Unlike the traditional simultaneous injection method, the graded multiple injection method first injects large particles and then injects small particles. The slurry formula of the first injection is 0.83% 0.8 mm diameter nylon particles + 300 mL 1% CMC solution, and the slurry formula of the second injection is 1.25% 0.4 mm diameter nylon particles + 200 mL 1% CMC solution. Note that the usage of the nylon particles and the CMC solution is completely consistent with the traditional simultaneous injection method and the injection pressure is also 0.06 MPa.
As shown in Figure 9, the spatial distribution of the two size of particles has obvious rules. In contrast to the result of the traditional simultaneous injection method in which small-size particles bridge alone, in the graded multiple injection method, the large-size particles bridge first, and then the small-size particles accumulate behind.
The experimental result is shown in Figure 8. When all of the slurry is injected into the fracture plate, a complete plugging zone across the fracture is also formed, which means that the fracture is plugged. More importantly, the distribution of nylon particles is significantly different from the traditional simultaneous injection method. The large particles are all located at the front edge of the plugging zone, while the small particles are all located behind the large particles, and no small particles accumulate in the depth of fracture or flow out. This means that the LCM can be used almost 100% in the graded multiple injection method, which brings higher efficiency and better effects of fracture plugging, and does not cause reservoir damage problems (Figure 10).

4. Discussion

4.1. Forming Processes of Plugging Zone

Before further discussing the differences between the two injection methods, it is necessary to summarize the formation process of the plugging zone in fractures according to experimental phenomena.

4.1.1. Sporadic Bridging

Taking the traditional simultaneous injection method as an example, as shown in Figure 11a, when LCM enters the fracture, it may sporadically bridge in multiple areas within the fracture and form multiple independent small plugging areas. The subsequent LCM entering the fracture will accumulate behind the plugging zones, increasing the area of these plugging zones. At this time, the fracture is not completely plugged, and a large number of small particles pass through the gap between each plugging zone and go deep into the fracture (shown as the blue dashed line area in Figure 7).

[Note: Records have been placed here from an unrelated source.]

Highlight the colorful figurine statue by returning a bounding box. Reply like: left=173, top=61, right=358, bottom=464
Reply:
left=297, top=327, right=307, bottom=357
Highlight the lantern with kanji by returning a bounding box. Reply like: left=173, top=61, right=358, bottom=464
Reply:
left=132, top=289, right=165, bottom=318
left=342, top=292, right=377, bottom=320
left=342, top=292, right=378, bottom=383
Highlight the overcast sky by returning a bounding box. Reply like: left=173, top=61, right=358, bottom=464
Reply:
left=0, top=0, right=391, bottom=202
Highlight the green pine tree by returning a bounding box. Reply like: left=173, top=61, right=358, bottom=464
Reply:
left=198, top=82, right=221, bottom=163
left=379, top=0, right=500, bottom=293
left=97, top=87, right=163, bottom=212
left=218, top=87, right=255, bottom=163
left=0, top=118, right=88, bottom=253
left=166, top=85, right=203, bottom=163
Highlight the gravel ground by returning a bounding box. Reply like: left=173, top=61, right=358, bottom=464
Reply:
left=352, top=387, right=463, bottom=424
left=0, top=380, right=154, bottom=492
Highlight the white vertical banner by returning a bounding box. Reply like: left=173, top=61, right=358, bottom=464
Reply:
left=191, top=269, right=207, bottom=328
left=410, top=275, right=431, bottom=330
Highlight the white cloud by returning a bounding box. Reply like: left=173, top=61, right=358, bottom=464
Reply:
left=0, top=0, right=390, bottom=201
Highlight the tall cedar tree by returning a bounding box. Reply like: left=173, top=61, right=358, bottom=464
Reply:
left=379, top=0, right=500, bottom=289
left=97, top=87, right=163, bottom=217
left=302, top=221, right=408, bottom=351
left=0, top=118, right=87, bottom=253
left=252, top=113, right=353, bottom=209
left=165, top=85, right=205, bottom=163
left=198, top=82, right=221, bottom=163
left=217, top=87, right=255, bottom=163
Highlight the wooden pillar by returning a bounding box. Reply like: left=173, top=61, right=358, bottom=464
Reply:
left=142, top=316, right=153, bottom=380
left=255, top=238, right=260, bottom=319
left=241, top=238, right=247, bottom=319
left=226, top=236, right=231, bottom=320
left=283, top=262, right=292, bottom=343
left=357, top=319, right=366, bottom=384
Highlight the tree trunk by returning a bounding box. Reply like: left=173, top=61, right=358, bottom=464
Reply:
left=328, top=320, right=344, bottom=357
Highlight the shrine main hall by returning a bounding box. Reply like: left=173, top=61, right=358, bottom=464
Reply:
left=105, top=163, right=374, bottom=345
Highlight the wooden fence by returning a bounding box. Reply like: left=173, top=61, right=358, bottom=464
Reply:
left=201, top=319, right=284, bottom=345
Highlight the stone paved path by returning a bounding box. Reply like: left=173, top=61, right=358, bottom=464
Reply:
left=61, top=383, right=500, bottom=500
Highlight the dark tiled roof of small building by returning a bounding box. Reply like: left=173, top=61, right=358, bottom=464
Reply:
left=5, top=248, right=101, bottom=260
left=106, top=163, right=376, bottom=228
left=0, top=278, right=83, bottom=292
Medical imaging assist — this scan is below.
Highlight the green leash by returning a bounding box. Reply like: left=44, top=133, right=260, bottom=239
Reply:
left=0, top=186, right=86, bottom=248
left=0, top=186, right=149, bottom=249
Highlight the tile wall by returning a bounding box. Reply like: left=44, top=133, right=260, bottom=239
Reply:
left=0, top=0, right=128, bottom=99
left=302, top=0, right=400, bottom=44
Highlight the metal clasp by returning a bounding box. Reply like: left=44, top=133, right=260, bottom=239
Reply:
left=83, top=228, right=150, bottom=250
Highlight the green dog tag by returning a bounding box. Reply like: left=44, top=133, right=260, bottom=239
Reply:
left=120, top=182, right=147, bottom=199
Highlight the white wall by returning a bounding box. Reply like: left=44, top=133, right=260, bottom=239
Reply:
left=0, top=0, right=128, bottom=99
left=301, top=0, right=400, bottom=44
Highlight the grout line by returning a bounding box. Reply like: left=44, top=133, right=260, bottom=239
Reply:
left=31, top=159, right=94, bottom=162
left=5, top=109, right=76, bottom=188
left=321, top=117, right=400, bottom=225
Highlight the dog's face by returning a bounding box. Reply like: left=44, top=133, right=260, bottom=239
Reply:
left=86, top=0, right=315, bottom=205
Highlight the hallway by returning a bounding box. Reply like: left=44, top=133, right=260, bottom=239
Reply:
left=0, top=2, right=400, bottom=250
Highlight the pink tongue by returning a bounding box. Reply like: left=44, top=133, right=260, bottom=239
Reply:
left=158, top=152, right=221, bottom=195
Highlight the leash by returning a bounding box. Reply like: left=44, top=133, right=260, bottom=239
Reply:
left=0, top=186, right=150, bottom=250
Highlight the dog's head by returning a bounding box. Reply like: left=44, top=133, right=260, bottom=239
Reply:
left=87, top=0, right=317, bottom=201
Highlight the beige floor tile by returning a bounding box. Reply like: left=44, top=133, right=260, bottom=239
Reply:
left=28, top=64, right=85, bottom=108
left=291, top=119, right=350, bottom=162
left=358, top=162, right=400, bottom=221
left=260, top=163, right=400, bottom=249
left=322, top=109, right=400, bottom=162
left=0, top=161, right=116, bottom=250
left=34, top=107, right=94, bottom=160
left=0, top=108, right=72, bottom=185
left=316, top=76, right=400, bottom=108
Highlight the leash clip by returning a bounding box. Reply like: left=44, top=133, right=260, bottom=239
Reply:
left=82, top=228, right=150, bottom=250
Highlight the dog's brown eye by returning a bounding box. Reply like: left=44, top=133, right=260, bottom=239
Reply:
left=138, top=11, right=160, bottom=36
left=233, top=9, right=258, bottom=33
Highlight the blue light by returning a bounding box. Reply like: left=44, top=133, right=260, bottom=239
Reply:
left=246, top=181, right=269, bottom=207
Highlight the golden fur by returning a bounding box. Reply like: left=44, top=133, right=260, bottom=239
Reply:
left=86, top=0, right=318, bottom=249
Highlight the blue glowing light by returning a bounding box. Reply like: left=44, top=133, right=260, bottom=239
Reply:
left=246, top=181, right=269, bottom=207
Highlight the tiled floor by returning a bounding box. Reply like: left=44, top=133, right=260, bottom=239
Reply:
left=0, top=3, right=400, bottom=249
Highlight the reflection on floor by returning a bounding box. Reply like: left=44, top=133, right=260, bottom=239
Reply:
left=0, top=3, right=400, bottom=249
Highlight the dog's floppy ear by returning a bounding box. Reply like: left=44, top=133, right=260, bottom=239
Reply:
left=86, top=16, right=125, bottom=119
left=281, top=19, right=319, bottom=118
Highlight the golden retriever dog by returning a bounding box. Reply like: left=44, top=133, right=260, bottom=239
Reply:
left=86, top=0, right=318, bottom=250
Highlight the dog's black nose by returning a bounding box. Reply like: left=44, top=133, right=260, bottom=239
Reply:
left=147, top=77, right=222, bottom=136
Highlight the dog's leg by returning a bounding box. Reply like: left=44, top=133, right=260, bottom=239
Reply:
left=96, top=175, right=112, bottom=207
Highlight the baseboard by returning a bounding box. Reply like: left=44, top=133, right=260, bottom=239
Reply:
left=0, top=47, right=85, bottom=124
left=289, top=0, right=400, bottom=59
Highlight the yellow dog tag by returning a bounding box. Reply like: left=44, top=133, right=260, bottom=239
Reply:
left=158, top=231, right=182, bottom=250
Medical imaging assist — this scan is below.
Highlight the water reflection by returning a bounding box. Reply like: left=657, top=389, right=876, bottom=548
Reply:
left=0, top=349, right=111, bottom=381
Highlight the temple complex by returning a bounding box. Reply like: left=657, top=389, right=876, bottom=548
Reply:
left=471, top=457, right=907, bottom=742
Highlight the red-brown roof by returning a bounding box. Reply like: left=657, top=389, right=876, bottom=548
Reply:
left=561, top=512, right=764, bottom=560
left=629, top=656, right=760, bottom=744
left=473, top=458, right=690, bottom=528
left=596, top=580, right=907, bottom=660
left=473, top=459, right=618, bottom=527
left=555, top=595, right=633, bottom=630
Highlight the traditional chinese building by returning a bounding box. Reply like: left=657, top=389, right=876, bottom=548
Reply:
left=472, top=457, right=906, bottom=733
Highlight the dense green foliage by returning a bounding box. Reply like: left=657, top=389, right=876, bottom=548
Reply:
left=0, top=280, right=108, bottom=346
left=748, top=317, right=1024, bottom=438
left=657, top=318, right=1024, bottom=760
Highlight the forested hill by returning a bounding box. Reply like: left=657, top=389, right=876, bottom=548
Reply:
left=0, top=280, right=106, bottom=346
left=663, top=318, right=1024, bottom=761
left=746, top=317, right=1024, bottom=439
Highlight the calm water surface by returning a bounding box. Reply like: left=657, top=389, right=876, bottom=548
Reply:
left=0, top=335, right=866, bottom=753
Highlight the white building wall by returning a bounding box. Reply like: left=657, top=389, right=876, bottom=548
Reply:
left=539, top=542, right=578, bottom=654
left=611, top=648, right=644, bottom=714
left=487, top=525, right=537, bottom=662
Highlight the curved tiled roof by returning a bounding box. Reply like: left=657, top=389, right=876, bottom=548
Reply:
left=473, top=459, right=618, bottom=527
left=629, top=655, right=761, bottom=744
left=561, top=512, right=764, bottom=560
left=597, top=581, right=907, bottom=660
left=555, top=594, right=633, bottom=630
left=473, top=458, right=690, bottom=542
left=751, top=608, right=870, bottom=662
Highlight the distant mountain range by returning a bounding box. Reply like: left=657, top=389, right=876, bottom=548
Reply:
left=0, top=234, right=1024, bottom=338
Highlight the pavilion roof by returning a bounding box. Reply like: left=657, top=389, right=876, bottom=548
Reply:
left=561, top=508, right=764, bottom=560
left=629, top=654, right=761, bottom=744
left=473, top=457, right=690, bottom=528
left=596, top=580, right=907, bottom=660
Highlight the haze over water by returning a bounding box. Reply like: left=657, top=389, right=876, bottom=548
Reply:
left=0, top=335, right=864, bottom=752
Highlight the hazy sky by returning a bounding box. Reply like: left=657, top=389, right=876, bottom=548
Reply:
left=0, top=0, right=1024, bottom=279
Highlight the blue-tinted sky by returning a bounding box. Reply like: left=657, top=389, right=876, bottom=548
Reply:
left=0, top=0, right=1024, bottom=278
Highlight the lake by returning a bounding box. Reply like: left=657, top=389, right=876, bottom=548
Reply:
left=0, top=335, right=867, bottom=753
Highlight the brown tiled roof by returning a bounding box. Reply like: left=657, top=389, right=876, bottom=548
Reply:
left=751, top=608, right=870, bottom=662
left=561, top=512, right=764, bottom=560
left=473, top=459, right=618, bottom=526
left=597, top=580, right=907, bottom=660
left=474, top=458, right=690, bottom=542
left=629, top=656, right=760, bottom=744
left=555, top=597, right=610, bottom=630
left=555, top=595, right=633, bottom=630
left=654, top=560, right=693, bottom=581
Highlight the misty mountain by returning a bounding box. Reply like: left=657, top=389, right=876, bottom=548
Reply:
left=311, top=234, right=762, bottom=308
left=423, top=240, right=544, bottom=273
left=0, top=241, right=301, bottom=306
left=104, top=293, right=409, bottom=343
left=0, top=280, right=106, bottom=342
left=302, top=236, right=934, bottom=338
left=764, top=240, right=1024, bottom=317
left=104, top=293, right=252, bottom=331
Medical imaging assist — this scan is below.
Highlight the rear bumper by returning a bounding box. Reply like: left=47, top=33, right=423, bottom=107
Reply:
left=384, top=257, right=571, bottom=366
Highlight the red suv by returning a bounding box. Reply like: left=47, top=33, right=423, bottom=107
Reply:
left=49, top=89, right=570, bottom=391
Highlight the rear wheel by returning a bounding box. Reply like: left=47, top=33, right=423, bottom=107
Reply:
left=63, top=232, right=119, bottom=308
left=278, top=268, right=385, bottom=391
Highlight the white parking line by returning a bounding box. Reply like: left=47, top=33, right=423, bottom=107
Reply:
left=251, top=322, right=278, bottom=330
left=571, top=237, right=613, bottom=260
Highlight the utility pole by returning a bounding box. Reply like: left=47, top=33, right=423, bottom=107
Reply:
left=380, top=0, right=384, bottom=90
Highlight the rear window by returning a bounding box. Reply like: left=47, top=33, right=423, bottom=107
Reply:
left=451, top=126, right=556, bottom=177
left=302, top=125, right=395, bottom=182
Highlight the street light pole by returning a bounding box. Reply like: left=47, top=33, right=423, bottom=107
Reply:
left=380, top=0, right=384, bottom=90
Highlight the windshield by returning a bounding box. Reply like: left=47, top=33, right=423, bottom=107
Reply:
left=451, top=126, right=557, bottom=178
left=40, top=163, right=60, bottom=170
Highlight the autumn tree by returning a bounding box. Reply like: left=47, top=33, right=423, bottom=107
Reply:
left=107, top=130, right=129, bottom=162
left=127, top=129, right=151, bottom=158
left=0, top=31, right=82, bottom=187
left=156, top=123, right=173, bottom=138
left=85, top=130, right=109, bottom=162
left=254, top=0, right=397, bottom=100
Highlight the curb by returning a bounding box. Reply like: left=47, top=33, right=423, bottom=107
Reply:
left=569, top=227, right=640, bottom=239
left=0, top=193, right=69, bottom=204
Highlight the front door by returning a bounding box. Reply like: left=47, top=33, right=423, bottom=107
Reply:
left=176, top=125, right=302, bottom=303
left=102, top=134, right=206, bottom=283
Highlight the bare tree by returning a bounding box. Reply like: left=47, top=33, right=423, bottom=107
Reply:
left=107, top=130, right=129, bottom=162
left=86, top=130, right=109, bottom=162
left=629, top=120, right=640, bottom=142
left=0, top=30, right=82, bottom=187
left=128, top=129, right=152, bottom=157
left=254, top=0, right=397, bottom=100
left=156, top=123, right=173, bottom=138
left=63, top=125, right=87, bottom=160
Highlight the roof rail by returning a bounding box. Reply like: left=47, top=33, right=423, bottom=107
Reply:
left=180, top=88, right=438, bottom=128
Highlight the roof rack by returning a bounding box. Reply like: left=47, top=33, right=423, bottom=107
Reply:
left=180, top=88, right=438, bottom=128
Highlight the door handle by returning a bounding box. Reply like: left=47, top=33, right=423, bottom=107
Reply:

4.1.2. Plugging Zone Extension and Merging

As shown in Figure 11b, with the continuous increase and expansion of the area of each plugging zone, some plugging zones began to merge. At this time, more LCM accumulates around the plugging zone than through pass through, meaning that the plugging zone expands rapidly.

4.1.3. Thickening of Plugging Zone and Complete Plugging of Fracture

As shown in Figure 11c, as the result of the plugging zones continues to extend and merge, the plugging zone gradually crosses the entire fracture, forming a complete barrier that continuously intercepts subsequent incoming LCM and makes it accumulate rapidly behind the plugging zone. At this time, no LCM can cross the plugging zone, and the fracture is finally completely plugged.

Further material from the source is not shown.